By Janet Adamy, WSJ
In Washington, it’s never too early to think about the next congressional reapportionment.
That’s why Tuesday’s release by the U.S. Census Bureau of state-by-state population changes sparked instant predictions about which states will gain and lose House seats after the 2020 census. That pie of 435 seats gets recut every 10 years based on whether states swelled or shrank, and the number of House seats and presidential electoral votes for the states shift accordingly.
Election Data Services, a political consulting firm in Manassas, Va., tallied the rates of state population change from 2010 to 2015 and projected them forward to 2020. If those trends hold up, 15 states would gain or lose districts after the 2020 census.

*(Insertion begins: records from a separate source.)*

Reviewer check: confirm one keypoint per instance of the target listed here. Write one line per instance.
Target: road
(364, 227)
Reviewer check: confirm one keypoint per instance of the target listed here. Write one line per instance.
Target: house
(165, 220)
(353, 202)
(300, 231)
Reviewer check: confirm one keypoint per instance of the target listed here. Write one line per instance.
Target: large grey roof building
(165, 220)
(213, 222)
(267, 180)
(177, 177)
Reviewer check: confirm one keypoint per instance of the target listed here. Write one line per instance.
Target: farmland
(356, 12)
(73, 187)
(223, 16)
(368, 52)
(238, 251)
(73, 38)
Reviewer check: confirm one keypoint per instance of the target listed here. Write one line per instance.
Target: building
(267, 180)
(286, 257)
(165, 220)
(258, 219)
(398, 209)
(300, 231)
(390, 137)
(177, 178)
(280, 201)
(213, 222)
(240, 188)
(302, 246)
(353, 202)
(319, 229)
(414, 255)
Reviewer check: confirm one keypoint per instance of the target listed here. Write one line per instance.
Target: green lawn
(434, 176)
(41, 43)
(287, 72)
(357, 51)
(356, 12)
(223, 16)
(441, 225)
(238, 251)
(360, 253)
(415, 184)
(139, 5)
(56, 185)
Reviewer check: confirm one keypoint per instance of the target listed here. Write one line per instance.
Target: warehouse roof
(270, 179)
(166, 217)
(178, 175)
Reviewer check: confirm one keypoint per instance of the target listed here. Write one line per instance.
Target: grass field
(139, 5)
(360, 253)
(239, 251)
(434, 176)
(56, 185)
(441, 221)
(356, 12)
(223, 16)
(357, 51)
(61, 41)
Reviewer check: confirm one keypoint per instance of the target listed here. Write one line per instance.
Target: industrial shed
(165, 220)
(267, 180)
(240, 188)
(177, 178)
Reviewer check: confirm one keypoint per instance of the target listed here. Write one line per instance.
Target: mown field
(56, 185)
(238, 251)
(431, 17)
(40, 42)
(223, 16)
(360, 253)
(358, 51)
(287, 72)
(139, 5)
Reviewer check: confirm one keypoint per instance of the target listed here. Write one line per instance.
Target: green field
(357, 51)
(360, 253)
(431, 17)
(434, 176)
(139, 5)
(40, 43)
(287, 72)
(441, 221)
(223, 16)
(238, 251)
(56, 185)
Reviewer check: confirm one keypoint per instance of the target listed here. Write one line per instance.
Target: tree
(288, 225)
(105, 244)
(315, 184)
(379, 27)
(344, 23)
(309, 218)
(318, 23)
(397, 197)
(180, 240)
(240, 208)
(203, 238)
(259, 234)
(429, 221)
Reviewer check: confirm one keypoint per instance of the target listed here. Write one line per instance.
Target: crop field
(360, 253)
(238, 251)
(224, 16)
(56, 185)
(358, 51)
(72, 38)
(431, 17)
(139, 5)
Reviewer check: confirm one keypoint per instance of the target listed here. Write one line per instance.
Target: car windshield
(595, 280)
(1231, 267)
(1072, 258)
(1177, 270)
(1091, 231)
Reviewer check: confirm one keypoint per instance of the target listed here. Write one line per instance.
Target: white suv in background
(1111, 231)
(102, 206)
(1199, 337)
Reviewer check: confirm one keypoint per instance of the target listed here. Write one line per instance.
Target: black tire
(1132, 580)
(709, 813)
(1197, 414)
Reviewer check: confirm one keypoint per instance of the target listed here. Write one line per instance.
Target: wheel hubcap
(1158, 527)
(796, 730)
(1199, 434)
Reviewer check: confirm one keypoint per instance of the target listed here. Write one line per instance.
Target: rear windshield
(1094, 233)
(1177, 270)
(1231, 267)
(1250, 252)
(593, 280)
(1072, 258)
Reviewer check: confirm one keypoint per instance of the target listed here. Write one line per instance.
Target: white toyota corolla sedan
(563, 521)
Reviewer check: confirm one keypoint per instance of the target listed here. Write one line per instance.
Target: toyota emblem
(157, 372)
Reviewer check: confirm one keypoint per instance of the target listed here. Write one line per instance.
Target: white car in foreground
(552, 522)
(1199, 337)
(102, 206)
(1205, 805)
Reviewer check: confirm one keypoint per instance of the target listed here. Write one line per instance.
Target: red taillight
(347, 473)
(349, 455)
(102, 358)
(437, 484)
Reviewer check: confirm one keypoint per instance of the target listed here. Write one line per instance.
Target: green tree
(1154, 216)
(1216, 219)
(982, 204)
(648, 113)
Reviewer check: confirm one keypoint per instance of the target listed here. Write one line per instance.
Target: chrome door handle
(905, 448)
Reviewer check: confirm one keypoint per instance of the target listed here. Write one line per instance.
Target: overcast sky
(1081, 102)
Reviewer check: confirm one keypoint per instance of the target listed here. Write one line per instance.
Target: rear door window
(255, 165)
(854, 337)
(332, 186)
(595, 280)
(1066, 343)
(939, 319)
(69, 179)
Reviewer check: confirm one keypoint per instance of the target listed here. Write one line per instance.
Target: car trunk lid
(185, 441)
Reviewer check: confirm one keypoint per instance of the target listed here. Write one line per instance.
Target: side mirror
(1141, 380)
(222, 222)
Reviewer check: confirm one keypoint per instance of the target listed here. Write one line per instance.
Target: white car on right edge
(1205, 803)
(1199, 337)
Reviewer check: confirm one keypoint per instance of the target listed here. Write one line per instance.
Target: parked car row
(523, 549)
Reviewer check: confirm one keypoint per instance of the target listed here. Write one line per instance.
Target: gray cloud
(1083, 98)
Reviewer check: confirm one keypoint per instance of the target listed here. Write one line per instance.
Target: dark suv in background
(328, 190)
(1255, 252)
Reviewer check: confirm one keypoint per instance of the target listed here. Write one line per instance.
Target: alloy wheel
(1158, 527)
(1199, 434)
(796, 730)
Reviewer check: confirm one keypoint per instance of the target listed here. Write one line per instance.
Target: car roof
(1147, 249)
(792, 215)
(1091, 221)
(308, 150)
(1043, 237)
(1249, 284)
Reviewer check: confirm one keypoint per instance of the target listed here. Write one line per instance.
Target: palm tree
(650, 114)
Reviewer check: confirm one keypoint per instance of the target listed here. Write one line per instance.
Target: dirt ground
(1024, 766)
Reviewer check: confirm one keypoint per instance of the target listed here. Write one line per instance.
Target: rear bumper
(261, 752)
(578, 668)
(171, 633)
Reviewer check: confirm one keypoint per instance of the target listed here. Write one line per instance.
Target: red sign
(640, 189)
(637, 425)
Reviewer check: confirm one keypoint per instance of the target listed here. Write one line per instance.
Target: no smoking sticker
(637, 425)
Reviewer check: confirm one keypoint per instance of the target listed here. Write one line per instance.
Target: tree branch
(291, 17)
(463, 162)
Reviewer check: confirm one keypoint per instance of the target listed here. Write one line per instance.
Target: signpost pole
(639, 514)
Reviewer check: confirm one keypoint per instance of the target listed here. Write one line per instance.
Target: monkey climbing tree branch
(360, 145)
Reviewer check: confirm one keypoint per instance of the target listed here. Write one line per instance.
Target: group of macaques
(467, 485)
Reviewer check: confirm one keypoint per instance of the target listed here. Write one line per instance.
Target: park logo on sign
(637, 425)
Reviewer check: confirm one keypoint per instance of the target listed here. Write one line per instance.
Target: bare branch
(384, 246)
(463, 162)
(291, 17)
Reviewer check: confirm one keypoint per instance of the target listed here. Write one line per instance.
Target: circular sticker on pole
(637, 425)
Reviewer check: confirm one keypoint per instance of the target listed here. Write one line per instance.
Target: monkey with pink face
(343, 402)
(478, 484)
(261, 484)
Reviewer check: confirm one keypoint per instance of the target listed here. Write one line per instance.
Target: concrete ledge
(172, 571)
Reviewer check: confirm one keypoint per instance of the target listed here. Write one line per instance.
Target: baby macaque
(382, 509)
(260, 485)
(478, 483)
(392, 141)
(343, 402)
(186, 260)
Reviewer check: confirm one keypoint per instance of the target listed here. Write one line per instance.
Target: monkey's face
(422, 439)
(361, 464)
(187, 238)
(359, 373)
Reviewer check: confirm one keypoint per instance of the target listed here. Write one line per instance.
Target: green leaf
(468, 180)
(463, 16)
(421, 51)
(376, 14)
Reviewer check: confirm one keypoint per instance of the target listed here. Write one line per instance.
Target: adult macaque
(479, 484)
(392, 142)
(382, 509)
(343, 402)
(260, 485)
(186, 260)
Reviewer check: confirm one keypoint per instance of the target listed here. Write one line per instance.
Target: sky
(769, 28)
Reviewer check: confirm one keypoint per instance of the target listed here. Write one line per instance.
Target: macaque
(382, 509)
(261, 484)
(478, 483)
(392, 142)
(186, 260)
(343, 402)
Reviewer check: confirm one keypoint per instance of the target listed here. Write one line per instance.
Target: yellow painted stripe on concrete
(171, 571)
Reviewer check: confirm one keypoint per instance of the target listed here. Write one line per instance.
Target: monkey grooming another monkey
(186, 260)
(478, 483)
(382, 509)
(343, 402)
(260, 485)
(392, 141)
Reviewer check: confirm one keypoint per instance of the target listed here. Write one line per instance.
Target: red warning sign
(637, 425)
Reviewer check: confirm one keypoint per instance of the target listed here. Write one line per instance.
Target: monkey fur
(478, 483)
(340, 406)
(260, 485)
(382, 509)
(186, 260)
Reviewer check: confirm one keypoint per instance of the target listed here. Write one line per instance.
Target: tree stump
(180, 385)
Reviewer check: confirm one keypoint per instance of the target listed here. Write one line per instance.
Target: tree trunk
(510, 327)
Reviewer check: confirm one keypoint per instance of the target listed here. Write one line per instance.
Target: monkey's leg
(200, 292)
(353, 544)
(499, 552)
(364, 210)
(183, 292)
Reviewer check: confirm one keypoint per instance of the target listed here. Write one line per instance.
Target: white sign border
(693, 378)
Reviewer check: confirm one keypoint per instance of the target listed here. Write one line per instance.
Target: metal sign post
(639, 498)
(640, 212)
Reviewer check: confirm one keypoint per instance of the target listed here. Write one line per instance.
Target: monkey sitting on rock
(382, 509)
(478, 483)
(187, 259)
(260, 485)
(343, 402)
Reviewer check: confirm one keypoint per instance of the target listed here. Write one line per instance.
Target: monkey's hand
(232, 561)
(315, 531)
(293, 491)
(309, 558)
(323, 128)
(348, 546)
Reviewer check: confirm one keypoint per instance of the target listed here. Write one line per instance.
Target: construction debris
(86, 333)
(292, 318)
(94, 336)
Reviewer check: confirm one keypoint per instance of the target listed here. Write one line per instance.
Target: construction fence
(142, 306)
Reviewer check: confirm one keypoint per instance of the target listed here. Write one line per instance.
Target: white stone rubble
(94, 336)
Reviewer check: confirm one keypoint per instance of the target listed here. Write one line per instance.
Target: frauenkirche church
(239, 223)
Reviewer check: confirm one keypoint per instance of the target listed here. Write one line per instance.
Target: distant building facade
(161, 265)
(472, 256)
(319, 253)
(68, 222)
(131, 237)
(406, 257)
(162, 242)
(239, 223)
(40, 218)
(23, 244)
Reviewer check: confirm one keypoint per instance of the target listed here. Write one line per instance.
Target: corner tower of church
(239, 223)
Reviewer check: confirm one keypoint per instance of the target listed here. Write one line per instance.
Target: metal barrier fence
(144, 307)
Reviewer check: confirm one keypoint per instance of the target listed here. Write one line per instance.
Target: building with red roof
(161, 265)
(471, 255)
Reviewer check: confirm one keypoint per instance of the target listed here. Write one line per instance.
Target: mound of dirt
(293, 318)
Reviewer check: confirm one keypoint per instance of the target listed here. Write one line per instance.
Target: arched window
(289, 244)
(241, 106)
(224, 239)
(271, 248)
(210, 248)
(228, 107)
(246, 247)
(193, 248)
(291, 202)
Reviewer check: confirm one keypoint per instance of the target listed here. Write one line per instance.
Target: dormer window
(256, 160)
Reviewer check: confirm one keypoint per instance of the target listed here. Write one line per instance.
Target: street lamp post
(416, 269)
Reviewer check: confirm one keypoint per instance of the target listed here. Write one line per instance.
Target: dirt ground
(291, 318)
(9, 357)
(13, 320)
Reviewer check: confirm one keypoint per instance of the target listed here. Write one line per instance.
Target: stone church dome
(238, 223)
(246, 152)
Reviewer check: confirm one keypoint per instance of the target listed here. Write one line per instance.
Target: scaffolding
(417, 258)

The biggest gains would come to Texas, which is projected to clinch three more House seats, and Florida, a gainer of two seats. Arizona, North Carolina, Colorado and are all poised to grab one seat after 2020.
Nine states are projected to lose districts: Alabama, Illinois, Michigan, Minnesota, New York, Ohio, Pennsylvania, Rhode Island and West Virginia.
“What we do find is that it does make things more Republican,” said Kimball Brace, president of Election Data Services.
But there’s a twist, thanks to a recent Supreme Court case. The high court decided earlier this year to hear a case centering on whether voting districts should be determined based on the number of eligible voters instead of total population.
Should the court rule in favor of districting around only eligible voters, Texas would actually lose a congressional seat.